Scientific classification
- Kingdom: Plantae
- Clade: Tracheophytes
- Clade: Angiosperms
- Clade: Eudicots
- Clade: Asterids
- Order: Apiales
- Family: Araliaceae
- Genus: Heptapleurum
- Species: H. stramineum
- Binomial name: Heptapleurum stramineum (Frodin) G.M.Plunkett & Lowry (2020)
- Synonyms: Schefflera straminea Frodin (1983)

= Heptapleurum stramineum =

- Genus: Heptapleurum
- Species: stramineum
- Authority: (Frodin) G.M.Plunkett & Lowry (2020)
- Conservation status: NT
- Synonyms: Schefflera straminea Frodin (1983)

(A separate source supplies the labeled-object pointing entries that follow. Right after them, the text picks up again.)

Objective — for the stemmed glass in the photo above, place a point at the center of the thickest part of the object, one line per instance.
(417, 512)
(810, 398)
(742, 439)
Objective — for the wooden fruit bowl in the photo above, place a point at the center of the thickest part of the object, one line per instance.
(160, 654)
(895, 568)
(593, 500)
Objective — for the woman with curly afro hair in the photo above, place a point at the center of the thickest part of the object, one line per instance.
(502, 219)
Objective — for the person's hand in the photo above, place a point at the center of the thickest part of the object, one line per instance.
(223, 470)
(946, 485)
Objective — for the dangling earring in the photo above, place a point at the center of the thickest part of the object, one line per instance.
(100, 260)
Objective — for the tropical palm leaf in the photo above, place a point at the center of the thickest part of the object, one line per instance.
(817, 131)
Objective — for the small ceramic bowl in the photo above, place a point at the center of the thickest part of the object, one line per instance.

Species of flowering plant

Heptapleurum stramineum is a species of flowering plant in the family Araliaceae. It is a scrambling tree endemic to Papua New Guinea.

Heptapleurum stramineum may grow as a tree up to 10 meters high, or as a multi-stemmed epiphytic shrub growing on other trees. It is likely insect-pollinated, and its fruit and seeds dispersed by birds.

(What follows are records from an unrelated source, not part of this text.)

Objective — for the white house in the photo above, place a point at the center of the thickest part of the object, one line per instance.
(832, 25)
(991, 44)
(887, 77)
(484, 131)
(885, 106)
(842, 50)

Heptapleurum stramineum is native to the New Guinea Highlands. It has been found at Mount Hagen, Mount Giluwe, Mount Bosavi, Mount Jalibu, the Doma Peaks, and nearby mountainous areas of Western Highlands and Southern Highlands provinces and southern Enga Province.

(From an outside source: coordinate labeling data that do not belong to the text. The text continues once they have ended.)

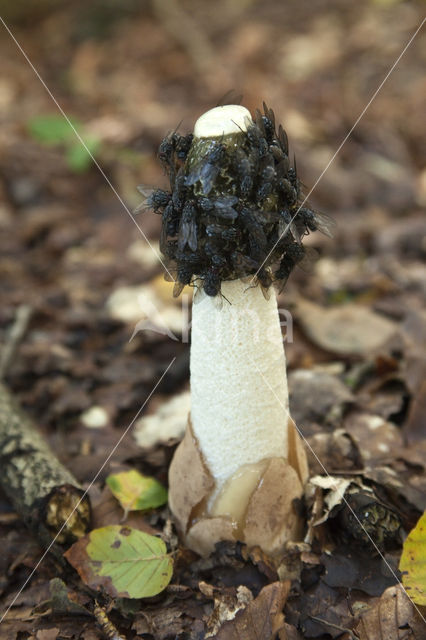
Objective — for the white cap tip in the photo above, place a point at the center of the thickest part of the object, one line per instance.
(222, 121)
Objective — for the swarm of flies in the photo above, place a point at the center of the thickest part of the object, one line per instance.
(233, 210)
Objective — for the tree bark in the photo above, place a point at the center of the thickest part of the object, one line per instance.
(42, 491)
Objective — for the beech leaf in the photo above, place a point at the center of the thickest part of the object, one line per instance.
(125, 562)
(136, 492)
(413, 563)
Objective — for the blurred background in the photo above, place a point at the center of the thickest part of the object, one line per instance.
(127, 73)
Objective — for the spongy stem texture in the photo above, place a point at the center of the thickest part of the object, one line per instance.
(239, 394)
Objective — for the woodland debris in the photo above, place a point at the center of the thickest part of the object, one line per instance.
(43, 492)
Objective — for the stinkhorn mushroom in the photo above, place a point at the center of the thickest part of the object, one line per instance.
(232, 225)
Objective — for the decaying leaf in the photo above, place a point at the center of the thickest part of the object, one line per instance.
(413, 563)
(348, 329)
(226, 605)
(136, 492)
(392, 617)
(125, 562)
(64, 601)
(261, 619)
(316, 396)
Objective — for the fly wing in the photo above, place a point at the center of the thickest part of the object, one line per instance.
(145, 204)
(324, 223)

It grows in montane rain forests and subalpine shrublands from 1,800 up to 4,025 meters elevation. It grows at the edges of subalpine shrublands, in subalpine grassland, in open montane or secondary subalpine shrublands, and in montane forests with species of Castanopsis, Nothofagus, and conifers.